The NCAA and Crisis Communication: Examining Controversial Issues in Collegiate Sports • Matthew Stilwell; Branden Birmingham • The goal of this study is to examine the perception of controversial issues involving the NCAA. Guided by the lens of a crisis communications perspective, this study surveyed sports fans to assess views on how the NCAA is ruling on controversial issues related to college sport, media consumption patterns, and demographic information. Results of the study found fans tend to view the NCAA in a negative light, but also put blame on its member insitutions for these issues.
Risky Business: A Case Study of a Leader’s Framing of News Coverage of Organizational Risk-Taking • Josh Watson, University of Oklahoma • Recently, one of the top energy companies in the world was the target of sustained, national media criticism. After each story, the company and its CEO sought to frame the critical story. Drawing on previous studies of organizational rhetoric, framing, and risk communication, this study proposes a unique model of apologia called social media intertextual responsiveness. The conditions of this model are explicated, as are the boundaries. Implications are offered for scholars and practitioners.
How Employees Perceive Organizational Change? An Investigation into Change Management from an Internal Communication Perspective • Cen April Yue, University of Florida • Organizations are experiencing constant changes in an unstable business environment. Organizational changes pose challenges to management and the success of change initiatives depend on employees’ support. A conceptual model is proposed to illustrate how perceived transparent communication can foster employee openness to change by decreasing change-related uncertainty. The purpose of this paper is to contribute to the change management scholarship from the internal communication’s perspective. Implications on public relations scholarship and practice are discussed.

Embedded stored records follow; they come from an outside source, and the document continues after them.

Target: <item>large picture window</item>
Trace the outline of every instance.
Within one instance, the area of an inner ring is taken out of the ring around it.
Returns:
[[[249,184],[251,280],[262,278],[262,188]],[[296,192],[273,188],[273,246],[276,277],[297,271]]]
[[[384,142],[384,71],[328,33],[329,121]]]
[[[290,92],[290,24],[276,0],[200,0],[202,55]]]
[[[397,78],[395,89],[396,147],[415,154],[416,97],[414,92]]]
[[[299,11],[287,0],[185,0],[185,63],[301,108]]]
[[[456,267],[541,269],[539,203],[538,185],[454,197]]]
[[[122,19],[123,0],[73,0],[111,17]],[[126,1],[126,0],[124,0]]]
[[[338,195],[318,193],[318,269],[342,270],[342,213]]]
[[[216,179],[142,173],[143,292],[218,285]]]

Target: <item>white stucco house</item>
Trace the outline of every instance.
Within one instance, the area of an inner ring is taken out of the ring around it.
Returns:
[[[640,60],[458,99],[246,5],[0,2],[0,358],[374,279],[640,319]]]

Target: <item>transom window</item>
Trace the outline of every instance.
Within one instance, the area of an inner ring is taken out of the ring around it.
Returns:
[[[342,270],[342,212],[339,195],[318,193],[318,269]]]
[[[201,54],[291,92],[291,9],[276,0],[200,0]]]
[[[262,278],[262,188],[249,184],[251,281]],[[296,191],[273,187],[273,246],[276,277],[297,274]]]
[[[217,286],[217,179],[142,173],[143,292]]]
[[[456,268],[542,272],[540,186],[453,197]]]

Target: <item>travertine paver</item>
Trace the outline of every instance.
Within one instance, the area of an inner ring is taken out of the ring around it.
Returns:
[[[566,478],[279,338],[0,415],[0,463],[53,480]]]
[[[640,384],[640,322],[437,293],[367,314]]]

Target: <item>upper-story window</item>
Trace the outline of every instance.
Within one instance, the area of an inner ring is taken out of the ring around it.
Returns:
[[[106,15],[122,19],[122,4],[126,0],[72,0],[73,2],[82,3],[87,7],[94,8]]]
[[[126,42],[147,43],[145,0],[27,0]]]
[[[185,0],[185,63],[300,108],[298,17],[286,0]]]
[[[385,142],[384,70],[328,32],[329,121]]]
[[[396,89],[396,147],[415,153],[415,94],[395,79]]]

The Effects of Presence on Responses to Argument Quality in a Virtual Environment • Qiankun Zhong, Boston University; James Cummings • This study examines how presence may influence the cognitive resources available for persuasive message processing. Based on the Elaboration Likelihood Model, this research aims to connect the key concept of presence with the cognitive mechanisms underlying persuasion though a 2 x 2 mixed factorial experiment. The result indicates that weak messages have a better persuasive effect than strong messages in a low presence level. Weak messages also work better in a low presence level than that in a high presence level.